Biography. Sridevi V. Sarma (M’04) received the B.S. degree in electrical engineering from Cornell University, Ithaca NY, in 1994; and an M.S. and Ph.D. degrees in Electrical Engineering and Computer Science from Massachusetts Institute of Technology in, Cambridge MA, in 1997 and 2006, respectively. She was a Postdoctoral Fellow in the Brain and Cognitive Sciences Department at the Massachusetts Institute of Technology, Cambridge, from 2006-2009. She is now an assistant professor in the Institute for Computational Medicine, Department of Biomedical Engineering, at Johns Hopkins University, Baltimore MD. Her research interests include modeling, estimation and control of neural systems using electrical stimulation. She is a recipient of the GE faculty for the future scholarship, a National Science Foundation graduate research fellow, a L’Oreal For Women in Science fellow, the Burroughs Wellcome Fund Careers at the Scientific Interface Award, the Krishna Kumar New Investigator Award from the North American Neuromodulation Society, and a recipient of the Presidential Early Career Award for Scientists and Engineers (PECASE).

Martin Wainwright,
Professor of Electrical Engineering and Computer Science, Professor of Statistics
UC Berkeley.

Statistics meets Computation: Some vignettes from the interface

Abstract. In the modern era of massive data sets, computational considerations have become increasingly important in statistics. In this talk, we discuss some problems that lie at the interface between statistics and algorithms, including rigorous guarantees for non-convex optimization problems in statistics, and various forms of optimality in randomized sketching methods

Biography. Martin Wainwright joined the faculty at University of California at Berkeley in Fall 2004, and is currently a Professor with a joint appointment between the Department of Statistics and the Department of Electrical Engineering and Computer Sciences.

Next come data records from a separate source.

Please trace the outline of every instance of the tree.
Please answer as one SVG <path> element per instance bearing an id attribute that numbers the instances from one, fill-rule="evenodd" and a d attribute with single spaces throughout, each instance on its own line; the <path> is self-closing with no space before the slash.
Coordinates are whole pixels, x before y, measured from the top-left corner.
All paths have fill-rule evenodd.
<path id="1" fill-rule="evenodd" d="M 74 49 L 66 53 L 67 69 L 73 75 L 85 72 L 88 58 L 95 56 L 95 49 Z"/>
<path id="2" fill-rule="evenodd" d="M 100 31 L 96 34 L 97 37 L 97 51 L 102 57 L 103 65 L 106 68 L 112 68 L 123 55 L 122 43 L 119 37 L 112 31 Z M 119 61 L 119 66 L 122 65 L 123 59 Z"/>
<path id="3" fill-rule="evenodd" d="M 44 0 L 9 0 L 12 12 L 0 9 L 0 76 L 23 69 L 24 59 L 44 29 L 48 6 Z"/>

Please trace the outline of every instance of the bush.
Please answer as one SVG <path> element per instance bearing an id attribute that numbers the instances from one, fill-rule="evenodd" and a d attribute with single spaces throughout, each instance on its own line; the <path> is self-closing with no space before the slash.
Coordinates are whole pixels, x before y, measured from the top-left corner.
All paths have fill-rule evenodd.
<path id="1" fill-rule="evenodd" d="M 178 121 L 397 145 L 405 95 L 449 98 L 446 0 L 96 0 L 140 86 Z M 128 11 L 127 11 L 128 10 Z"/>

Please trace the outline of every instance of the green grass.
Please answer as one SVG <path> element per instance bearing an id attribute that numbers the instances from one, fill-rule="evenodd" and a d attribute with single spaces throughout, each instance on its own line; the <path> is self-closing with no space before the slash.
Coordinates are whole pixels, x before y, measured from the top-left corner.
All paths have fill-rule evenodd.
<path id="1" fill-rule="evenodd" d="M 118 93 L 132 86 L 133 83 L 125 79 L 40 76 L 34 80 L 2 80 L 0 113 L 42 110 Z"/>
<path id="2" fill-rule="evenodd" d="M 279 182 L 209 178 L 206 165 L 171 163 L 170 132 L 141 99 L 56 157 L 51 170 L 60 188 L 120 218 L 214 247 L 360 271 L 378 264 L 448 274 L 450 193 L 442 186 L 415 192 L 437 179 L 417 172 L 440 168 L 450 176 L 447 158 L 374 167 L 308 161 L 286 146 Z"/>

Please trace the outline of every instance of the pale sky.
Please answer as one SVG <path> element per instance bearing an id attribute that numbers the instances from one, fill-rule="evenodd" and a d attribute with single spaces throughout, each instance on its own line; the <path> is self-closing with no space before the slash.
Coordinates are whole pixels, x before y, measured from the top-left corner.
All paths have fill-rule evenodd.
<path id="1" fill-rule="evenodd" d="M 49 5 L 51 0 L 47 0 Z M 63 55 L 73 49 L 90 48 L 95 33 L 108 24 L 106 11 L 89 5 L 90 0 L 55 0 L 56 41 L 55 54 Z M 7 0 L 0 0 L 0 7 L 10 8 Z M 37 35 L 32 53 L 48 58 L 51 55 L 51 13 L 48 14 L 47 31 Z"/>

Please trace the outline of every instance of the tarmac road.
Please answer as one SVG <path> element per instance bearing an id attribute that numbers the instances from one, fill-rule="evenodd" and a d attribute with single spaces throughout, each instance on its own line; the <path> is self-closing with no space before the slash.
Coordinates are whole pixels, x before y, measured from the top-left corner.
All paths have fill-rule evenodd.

He received his Bachelor's degree in Mathematics from University of Waterloo, Canada, and his Ph.D. degree in Electrical Engineering and Computer Science (EECS) from Massachusetts Institute of Technology (MIT), for which he was awarded the George M. Sprowls Prize from the MIT EECS department in 2002. He is interested in high-dimensional statistics, information theory and statistics, and statistical machine learning. He has received an Alfred P. Sloan Foundation Research Fellowship (2005), IEEE Best Paper Awards from the Signal Processing Society (2008) and Communications Society (2010); the Joint Paper Award from IEEE Information Theory and Communication Societies (2012); a Medallion Lecturer (2013) of the Institute for Mathematical Statistics; a Section Lecturer at the International Congress of Mathematicians (2014); and the COPSS Presidents' Award in Statistics (2014). He is currently serving as an Associate Editor for the Annals of Statistics, Journal of Machine Learning Research, Journal of the American Statistical Association, and Journal of Information and Inference.